Mr. Stanton, the autocrat Secretary of War, failed entirely to suppress me. With all his arbitrary exercise of authority he could not keep me away from the front. Locking me up in Old Capitol Prison only detained me temporarily. If I had not been released I certainly should have escaped the same day.
The first visit I made in Washington after my return there as a soldier was to the Capitol.
Armed with a pass, duly approved by the Provost-Guard officers, and dressed up in my Sunday uniform, I called the member of Congress from my home District from his seat out into the corridor (Mr. Covode being absent), where I bluntly and briefly explained that I had been given a parole not to come South until released, but being satisfied in my own heart that it was a wrong to me, and injustice had been done through the envy and malice of some War Department officials, I had, upon the advice of such men as Covode, decided to enlist in the army, and they had formally notified the Secretary of my intention of so doing.
I had not officially been advised that "I was forgiven," and desired Mr. Blair to see the Secretary and arrange the matter for me. He looked at me with astonishment at first, and then, realizing the absurdity of the thing, laughed heartily, saying "Why, of course, that's all right; they would not dare to annoy you any further."
I was, further, most kindly assured that my friends in Congress would all see me through, in case I had any difficulties on that score.
I left the Capitol, going straight to the War Department, where I endeavored to get an interview with the Secretary, but, dear me, a soldier—a common soldier—only a little Corporal in the Dragoon's uniform—presuming to address the Secretary of War, was something so unheard of among the old regular attendants about the door that they were disposed to fire me out of the up-stairs window for my effrontery. I had found it difficult as a civilian to reach the Secretary of War on several former occasions, but I learned, to my disgust, that as a soldier it was entirely impossible.
The lesson in the Regular Army etiquette which I took that day, burned itself so bitterly and deeply into my heart that I never attempted afterward to address anything higher than a First Sergeant in the Regular Army, except through the regular channels.

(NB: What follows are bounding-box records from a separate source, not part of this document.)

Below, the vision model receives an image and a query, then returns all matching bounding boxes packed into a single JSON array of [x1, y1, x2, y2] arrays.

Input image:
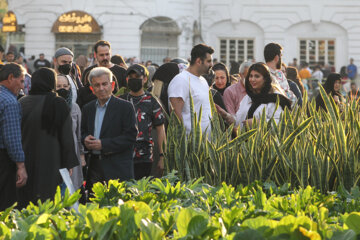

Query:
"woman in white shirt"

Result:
[[236, 63, 291, 127]]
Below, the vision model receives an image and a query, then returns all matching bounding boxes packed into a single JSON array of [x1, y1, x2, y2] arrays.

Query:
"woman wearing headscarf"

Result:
[[236, 63, 291, 127], [18, 68, 79, 207], [56, 74, 86, 195], [316, 73, 345, 111], [212, 63, 231, 96]]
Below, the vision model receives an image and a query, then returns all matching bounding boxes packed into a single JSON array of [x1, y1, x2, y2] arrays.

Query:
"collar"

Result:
[[96, 97, 111, 108]]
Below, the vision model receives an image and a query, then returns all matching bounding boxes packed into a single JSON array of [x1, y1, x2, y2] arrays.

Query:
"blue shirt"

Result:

On account of an accident that happened me at Carlisle, I was permitted by Captain Rodenbaugh to sleep in a boarding-house during the first days after our arrival at Washington City, or until horses were issued to us. At Carlisle there was an old horse widely known among all the Regular cavalrymen who have been there as "Squeezer." At stable-call, I had noticed the men in the squad to which I had been advanced, all showed a singular alacrity in rushing to the task of cleaning their horses as soon as we broke ranks for this purpose. I learned by an experience that came near being serious, that this was caused not so much by anxiety of the troopers to clean horses, as to avoid a certain stall which Squeezer occupied.